I have a folder where multiple clients upload multiple PDF files.
Some of them are using embedded fonts, some doesn't.
I've been working on a service that optimizes (in terms of file size) the PDF files in this folder.
Each user may be uploading around 400 files, weighing anywhere between 80K to 10M, and my task is to optimize all of them to the smallest possible file size with minimal quality lose.
the PDF Library is doing a great job with it. My only problem is that I can't remove all embedded fonts from all files, since some of the files might use these fonts and the result would be a file that I can't use.
So my questions are:
- How can I detect what files use and what files doesn't use embedded fonts?
- When optimizing the files that use embedded fonts, How can I remove only the unused fonts?
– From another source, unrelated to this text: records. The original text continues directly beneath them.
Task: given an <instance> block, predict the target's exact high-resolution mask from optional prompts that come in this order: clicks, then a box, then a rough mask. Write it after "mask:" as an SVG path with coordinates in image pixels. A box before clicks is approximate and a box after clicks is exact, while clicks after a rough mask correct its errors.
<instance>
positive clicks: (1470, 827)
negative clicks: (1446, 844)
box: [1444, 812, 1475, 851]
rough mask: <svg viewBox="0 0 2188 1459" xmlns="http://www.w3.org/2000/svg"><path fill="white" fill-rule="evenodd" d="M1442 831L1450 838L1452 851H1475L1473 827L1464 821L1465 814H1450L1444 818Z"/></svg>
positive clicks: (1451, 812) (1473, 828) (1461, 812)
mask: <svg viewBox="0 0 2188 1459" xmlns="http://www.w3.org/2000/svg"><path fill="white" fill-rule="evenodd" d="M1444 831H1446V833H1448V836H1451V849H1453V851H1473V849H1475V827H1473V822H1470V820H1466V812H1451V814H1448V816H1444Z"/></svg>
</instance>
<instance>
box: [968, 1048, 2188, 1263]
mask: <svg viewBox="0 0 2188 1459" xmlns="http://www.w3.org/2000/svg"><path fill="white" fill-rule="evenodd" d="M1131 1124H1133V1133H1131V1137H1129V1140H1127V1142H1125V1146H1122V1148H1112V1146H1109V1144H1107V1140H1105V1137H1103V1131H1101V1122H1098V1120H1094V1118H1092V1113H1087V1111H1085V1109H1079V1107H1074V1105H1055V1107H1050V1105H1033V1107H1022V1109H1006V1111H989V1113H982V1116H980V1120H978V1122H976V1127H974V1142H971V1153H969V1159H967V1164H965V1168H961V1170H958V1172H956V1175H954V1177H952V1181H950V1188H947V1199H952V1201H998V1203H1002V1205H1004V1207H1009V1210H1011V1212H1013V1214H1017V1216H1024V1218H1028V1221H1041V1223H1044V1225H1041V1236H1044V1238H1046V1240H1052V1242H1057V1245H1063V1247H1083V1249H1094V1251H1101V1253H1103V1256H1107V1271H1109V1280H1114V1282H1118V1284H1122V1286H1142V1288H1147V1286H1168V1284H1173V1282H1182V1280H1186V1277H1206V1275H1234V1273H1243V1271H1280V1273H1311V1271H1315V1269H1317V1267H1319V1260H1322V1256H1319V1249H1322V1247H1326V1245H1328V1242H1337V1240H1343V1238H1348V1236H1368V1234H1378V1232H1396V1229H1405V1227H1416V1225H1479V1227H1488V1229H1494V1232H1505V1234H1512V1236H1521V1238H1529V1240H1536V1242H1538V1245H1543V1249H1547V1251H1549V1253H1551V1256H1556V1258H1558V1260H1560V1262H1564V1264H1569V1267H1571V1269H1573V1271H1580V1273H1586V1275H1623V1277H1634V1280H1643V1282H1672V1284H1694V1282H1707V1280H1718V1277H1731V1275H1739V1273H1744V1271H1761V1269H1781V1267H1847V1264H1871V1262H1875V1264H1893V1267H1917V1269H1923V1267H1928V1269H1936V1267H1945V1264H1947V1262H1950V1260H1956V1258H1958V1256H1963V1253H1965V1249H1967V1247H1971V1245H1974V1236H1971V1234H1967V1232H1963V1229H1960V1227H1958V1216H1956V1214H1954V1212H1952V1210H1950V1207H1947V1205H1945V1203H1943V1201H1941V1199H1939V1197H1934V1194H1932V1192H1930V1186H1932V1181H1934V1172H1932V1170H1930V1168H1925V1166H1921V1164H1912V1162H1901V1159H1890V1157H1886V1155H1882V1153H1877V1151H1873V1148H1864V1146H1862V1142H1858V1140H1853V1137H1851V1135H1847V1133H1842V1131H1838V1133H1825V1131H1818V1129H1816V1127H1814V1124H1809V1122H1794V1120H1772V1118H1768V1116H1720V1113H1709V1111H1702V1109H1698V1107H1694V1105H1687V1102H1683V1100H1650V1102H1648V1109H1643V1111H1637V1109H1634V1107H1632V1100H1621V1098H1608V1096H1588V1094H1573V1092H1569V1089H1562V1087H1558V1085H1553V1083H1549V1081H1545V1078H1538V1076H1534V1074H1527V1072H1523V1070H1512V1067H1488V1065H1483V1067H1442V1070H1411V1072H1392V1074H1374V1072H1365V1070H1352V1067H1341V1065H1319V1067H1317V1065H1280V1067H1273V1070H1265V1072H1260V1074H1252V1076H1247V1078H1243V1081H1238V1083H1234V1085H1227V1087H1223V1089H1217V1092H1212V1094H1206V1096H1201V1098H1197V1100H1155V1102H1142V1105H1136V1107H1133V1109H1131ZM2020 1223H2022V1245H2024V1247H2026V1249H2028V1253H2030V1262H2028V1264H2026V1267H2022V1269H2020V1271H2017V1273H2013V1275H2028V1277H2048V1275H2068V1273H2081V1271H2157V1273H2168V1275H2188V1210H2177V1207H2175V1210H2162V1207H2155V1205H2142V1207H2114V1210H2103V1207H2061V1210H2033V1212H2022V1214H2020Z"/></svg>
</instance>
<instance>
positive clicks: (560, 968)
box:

what I want to achieve is to remove all embedded fonts from most of the files, but keep the embedded fonts in the files where I actually need them. I understand that it depends on the fonts I have on my system (these files should stay on a single system so portability is not that important to me), so I try to find a way to identify, before optimizing, what files will look OK without embedded fonts, and what files I need to keep the embedded fonts.
APDFL has a PDFontIsEmbedded() call. The DotNet interface's Font class has an Embedded property. Saving with the GarbageCollect SaveFlag should remove any unreferenced indirect objects, including fonts.
Note that Resource Dictionaries could potentially be shared by multiple pages so that fonts not used by one page might be used by another page that uses the same resource dictionary.